Mr Trump has likened migrants to an “infestation” invading the United States.

“It’s looking like [the Democrats] really want open borders, and they want really crime to pour in,” the President told Mike Huckabee, the former republican Arkansas Governor, and now TV host on the faith-based, family Trinity Broadcasting Network.

That has been the President’s major talking point as he builds a nexus between would-be migrants and outlaw crime gangs and the illicit drug trade.

His most sensational claims are that the country is in danger of being “overwhelmed” by “massive increases in illegal crossings” that will bring “horrible crime”.

But the administration’s own figures tell a very different story.

Last year the number of illegal migrants detained at the US south-west border hit their lowest level in 46 years, immigrants commit crime at lower rates than native-born Americans, and scarcely any are gangsters, according to Stephanie Leutert, director of the Mexico Security Initiative at the University of Texas at Austin.

“In this last fiscal year there were 228 MS-13 [gang] members who were apprehended at the southern border by the border patrol,” she told PM.

“Now, 228 sounds like a really large amount until you realise that 303,000 people were detained in total.”

Ms Leutert has spent two years documenting the complex web of social forces driving migration.

She writes for a law and transparency blog called Lawfare, which focuses on US national security questions.

“Despite all of the rhetoric that this is the invasion of the border and that there’s floods of people coming across, the numbers of people who are apprehended right now are down significantly from past years,” she said.

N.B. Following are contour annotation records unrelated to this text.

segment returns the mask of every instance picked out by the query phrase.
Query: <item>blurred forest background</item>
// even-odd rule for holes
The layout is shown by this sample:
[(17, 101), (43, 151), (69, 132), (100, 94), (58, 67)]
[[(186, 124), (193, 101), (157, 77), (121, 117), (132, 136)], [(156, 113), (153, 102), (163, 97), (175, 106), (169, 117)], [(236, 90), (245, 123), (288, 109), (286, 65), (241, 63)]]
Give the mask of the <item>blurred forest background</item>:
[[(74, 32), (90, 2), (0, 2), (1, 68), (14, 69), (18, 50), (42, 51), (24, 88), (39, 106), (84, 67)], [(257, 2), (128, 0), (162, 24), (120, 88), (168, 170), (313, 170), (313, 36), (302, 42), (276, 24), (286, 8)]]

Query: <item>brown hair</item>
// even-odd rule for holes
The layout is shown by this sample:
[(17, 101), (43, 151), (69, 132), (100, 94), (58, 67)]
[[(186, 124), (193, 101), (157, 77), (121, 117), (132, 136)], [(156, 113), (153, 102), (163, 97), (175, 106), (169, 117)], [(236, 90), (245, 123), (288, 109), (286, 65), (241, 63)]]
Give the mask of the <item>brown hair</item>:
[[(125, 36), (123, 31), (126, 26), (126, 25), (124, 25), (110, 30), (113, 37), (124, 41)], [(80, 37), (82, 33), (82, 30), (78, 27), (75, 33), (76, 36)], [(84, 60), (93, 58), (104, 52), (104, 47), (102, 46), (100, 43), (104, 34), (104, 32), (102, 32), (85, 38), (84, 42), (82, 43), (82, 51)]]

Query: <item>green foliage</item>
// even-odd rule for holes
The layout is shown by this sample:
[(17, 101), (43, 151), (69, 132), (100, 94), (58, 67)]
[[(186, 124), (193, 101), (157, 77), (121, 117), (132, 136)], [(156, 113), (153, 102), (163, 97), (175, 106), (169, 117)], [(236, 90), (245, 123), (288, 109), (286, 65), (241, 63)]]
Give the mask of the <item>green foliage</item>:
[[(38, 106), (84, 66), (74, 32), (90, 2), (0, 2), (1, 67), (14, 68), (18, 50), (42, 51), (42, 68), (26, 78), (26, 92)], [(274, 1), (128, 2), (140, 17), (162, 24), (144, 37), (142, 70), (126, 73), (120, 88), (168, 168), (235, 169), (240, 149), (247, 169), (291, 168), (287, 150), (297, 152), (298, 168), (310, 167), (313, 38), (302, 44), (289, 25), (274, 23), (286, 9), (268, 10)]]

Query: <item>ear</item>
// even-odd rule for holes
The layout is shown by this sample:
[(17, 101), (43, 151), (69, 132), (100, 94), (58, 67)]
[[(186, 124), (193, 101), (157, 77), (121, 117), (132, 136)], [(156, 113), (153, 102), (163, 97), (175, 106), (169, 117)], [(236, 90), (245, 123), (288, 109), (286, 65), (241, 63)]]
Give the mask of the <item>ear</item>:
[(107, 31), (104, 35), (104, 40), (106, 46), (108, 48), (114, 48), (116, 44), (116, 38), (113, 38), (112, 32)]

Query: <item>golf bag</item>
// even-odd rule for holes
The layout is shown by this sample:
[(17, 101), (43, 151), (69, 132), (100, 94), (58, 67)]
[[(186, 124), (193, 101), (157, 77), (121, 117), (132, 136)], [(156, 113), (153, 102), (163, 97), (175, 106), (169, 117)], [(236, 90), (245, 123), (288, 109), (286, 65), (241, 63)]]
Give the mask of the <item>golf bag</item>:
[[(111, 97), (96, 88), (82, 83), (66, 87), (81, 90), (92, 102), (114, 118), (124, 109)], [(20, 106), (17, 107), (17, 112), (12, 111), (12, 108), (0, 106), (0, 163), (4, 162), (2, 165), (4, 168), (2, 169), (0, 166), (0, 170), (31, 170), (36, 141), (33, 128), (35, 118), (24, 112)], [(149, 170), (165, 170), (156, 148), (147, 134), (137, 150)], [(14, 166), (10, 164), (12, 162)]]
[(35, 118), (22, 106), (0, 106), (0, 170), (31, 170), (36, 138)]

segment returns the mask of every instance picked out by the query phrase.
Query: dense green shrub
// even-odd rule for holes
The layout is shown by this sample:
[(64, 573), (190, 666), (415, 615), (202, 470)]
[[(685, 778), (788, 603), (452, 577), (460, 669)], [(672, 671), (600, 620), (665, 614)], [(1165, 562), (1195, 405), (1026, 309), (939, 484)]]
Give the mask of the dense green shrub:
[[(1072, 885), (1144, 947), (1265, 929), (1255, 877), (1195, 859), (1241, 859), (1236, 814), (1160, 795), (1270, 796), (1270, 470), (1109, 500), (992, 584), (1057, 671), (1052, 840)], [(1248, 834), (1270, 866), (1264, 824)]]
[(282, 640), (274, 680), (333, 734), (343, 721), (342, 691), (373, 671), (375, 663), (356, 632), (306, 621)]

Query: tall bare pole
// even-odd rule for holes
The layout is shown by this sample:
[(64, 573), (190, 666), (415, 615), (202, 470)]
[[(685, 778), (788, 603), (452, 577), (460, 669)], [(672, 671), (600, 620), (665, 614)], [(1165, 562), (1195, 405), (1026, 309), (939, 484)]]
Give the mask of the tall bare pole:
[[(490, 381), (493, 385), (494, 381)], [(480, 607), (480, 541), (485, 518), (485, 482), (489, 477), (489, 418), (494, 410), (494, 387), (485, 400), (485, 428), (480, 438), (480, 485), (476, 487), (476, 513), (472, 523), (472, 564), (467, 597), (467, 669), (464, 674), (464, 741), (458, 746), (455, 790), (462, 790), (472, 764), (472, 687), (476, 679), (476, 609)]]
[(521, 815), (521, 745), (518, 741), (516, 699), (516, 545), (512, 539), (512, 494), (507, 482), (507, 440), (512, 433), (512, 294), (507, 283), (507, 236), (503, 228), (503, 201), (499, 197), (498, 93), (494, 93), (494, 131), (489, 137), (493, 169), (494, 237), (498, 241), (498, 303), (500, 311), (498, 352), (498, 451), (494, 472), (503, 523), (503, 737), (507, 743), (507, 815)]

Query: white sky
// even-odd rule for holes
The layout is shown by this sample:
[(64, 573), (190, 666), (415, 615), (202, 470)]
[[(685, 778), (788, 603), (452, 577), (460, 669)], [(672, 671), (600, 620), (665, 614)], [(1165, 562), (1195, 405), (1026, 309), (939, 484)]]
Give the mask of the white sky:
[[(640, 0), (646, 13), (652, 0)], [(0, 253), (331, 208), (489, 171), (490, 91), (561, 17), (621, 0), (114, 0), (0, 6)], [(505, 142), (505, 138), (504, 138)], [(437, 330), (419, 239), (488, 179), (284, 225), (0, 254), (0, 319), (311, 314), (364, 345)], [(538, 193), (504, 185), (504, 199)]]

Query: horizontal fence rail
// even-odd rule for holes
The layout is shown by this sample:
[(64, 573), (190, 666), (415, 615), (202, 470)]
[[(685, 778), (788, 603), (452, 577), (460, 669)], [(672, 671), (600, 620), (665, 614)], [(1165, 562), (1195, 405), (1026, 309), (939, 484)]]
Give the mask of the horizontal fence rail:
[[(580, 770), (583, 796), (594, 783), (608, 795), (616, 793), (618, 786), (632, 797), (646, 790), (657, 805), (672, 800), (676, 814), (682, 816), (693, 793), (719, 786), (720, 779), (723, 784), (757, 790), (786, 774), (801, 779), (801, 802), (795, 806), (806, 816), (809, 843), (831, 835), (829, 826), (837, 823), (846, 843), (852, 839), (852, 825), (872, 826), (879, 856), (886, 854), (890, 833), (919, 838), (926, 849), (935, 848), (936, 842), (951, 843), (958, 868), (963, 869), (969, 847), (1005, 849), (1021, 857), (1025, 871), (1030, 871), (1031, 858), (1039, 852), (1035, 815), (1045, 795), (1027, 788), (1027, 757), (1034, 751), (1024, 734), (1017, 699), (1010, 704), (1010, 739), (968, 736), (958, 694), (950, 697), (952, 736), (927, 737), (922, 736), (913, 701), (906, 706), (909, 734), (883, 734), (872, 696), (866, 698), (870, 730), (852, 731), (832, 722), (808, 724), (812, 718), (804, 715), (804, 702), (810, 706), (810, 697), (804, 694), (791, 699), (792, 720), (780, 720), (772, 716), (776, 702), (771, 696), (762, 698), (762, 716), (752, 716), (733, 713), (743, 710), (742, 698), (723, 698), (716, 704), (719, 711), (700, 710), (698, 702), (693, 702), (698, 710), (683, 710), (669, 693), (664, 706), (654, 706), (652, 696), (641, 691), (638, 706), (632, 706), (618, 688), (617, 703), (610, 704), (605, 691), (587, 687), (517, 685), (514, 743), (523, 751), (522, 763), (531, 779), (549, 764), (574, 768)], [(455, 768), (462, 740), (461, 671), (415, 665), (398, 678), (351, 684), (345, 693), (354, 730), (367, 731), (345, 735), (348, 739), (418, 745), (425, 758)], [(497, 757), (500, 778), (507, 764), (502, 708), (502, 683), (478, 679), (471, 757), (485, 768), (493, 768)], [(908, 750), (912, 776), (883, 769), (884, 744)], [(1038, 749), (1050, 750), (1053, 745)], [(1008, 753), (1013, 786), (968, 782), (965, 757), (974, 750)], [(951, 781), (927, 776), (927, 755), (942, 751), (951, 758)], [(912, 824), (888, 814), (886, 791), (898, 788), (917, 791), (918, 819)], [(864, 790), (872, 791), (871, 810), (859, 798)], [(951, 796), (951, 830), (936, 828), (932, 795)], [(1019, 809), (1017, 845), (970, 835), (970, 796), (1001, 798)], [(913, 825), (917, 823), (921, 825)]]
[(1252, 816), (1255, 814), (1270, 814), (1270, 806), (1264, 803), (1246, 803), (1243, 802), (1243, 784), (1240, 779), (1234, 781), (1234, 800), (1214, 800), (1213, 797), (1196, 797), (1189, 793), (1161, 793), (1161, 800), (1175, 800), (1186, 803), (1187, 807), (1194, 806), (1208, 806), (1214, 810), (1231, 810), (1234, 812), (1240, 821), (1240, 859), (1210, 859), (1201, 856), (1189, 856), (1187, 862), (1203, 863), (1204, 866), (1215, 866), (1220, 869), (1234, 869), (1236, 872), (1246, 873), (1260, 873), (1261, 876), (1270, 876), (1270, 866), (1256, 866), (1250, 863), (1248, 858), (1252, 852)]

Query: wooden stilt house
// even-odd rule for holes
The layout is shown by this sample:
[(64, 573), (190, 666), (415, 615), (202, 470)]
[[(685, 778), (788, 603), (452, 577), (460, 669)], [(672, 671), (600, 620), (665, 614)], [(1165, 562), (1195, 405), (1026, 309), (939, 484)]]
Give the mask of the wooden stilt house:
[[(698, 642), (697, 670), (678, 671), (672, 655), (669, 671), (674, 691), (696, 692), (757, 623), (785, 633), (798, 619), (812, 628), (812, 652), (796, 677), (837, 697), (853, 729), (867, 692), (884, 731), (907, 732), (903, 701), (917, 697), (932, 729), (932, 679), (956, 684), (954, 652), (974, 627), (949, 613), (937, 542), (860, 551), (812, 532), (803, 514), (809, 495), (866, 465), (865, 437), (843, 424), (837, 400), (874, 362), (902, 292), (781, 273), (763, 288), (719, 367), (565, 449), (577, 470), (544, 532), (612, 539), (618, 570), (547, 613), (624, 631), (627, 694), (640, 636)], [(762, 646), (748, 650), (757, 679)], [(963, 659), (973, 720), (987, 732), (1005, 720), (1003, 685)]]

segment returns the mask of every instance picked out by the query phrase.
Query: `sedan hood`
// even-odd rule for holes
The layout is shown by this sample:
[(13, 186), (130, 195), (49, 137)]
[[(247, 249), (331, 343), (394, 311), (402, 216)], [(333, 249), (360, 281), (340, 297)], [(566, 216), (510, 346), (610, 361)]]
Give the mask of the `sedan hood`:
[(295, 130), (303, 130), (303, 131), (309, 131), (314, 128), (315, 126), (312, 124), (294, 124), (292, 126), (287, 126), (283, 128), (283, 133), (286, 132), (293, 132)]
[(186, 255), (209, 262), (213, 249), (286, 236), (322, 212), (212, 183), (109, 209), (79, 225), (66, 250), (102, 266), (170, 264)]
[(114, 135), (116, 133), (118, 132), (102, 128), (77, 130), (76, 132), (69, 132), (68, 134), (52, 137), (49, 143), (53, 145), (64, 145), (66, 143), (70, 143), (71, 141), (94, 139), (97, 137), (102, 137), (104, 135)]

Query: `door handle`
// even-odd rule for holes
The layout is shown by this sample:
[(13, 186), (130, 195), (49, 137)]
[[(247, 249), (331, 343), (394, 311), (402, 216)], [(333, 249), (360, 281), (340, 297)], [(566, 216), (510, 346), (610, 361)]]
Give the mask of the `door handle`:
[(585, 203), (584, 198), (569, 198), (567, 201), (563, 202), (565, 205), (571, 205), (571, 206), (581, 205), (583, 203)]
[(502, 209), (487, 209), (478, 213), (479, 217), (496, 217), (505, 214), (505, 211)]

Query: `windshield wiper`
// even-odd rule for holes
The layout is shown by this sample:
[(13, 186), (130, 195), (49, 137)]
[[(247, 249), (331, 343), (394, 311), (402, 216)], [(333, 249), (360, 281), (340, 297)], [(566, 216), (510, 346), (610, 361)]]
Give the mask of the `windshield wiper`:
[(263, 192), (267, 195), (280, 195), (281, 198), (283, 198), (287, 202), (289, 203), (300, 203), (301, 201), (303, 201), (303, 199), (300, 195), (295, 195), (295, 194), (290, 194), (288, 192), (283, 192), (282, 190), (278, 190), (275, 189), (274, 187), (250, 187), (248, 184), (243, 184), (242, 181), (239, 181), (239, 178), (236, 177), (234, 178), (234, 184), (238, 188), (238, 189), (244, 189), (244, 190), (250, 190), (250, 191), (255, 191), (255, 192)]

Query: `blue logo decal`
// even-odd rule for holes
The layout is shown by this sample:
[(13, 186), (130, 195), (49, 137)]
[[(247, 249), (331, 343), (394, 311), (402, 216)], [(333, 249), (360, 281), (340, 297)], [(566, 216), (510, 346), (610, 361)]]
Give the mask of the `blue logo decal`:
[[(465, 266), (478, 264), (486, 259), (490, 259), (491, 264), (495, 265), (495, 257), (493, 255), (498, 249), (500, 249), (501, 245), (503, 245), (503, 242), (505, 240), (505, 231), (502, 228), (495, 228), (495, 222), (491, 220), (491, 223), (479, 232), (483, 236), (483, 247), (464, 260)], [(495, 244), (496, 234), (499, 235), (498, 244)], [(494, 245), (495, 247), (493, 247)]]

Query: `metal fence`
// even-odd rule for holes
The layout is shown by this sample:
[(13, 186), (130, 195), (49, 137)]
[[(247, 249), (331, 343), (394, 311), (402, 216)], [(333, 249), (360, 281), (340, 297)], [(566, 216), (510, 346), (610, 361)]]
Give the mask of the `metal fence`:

Ms Leutert said that in 2000 the border patrol detained 1.6 million people crossing the border, but this past fiscal year the number was just over 300,000 — a 1.3 million person difference.

“Just on those numbers, this is absolutely not the crisis situation that it’s made out to be.”

And she said the demographics of immigration had changed from mostly males, from Mexico, crossing the border to work in agriculture, construction and low-skilled labour.

“Now you have more accompanied children, families, more women with children, men with small children,” Ms Luetert told PM.

Today migrants are leaving Central America for different sorts of reasons, including violence, persecution and the very gangs that the President has referred to, she said.

Meanwhile, despite Mr Trump’s climbdown on family separation with last week’s executive order, protesters are still piling on the pressure by staging demonstrations outside processing centres where children are being housed.

More than 2000 children are yet to be returned to their parents.